One thing I did notice--there was no rush hour traffic--undoubtedly because many people stayed home. But it was also because of the staggered release of employees from work--why don't we commit to this anyway to alleviate annoying rush hour traffic? Just a thought, among many, on what was supposed to be a snowy day. I'm just a tad grumpy, now, like a kid who was promised a snow day and didn't get it. Some people just never grow up.

More later...
Stay tuned!


  1. Well maybe. But one of the reasons meteorologists all want to work in Boston is because the weather is so hard to forecast. I visited a friend once in Marquette MI on Lake Superior. He pointed across the lake and said "If there are dark clouds on the horizon it will rain in 4 hours [it was summer so nobody was thinking about snow]. If it's raining and the horizon is bright it will stop raining in 4 hours." Who wants to live in a place where the weather is that boring? I thought it was exciting to watch today's weather unfold.

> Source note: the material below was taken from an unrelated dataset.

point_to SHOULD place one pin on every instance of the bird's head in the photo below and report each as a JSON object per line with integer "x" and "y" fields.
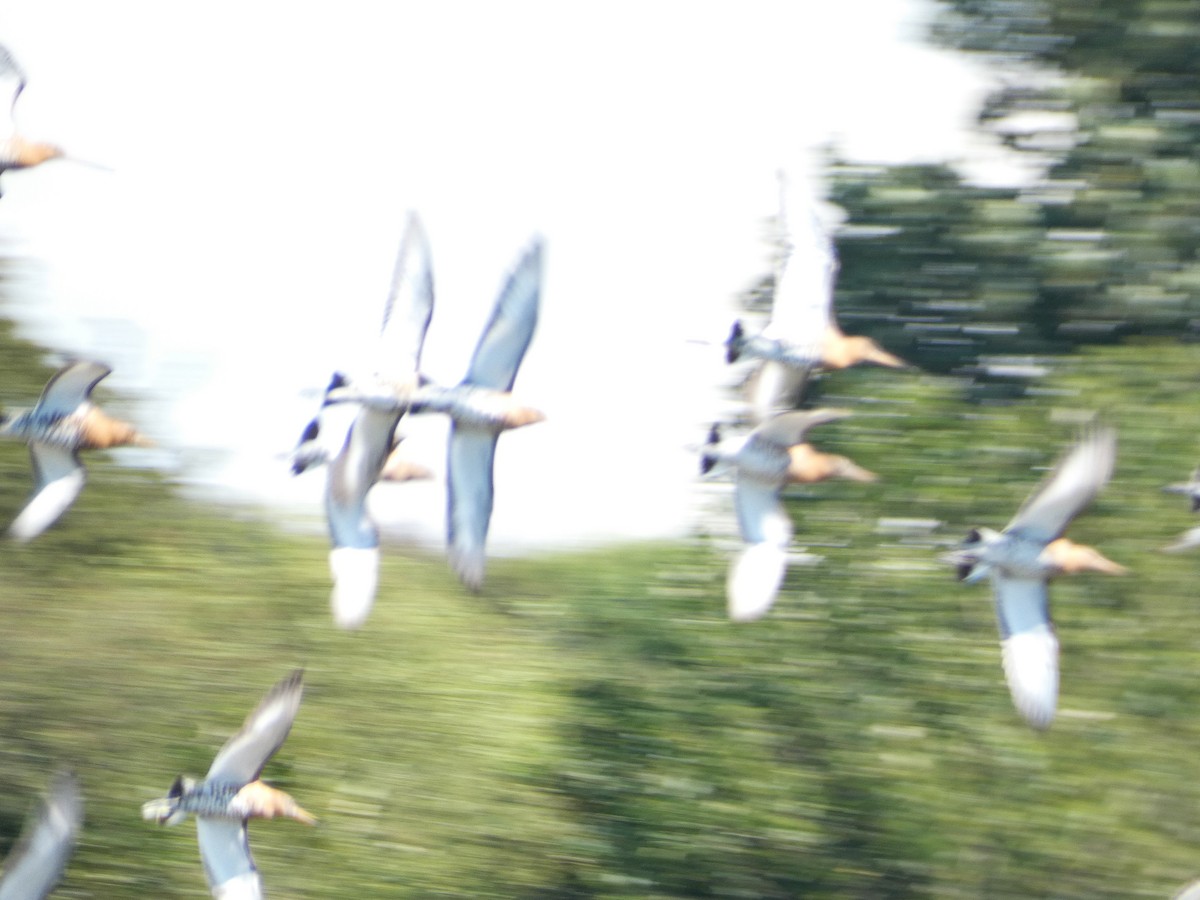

  2. Of course you are right, Jonathan--I LOVE New England weather precisely because it is so variable--I would die of boredom in L.A. (for a variety of reasons...)
    I just thought it was amazing the way they clung to their predictions, even in the face of evidence to the contrary, so late in the game. Tonight I actually heard a weatherman saying--"we really did get snow-- it was just the amounts that were off."
    Yeah. right. Harvey was the only one who really admitted they had blown it. Undoubtedly, they will learn from this and go back and tweak their weather models a bit. I know it's all a learning curve.
    Hey-Thanks for commenting!

  3. You're right about the WX people clinging to their forecasts. I was watching the radar that day and by late morning I was pretty sure the forecast wasn't right. I didn't know which way it was going to go but it clearly wasn't unfolding the way they said it would. Oddly enough, if you measure the accuracy of their forecast by how far north the precipitation line came and how close the actual temperature was to forecast, they were very close. But they were off temperature by a couple of degrees, which at 32F makes a huge difference (rain instead of snow), and they were off on the precip line by a few miles, which included Boston. So lots of poeple noticed. Yeah, I couldn't live in L.A. either.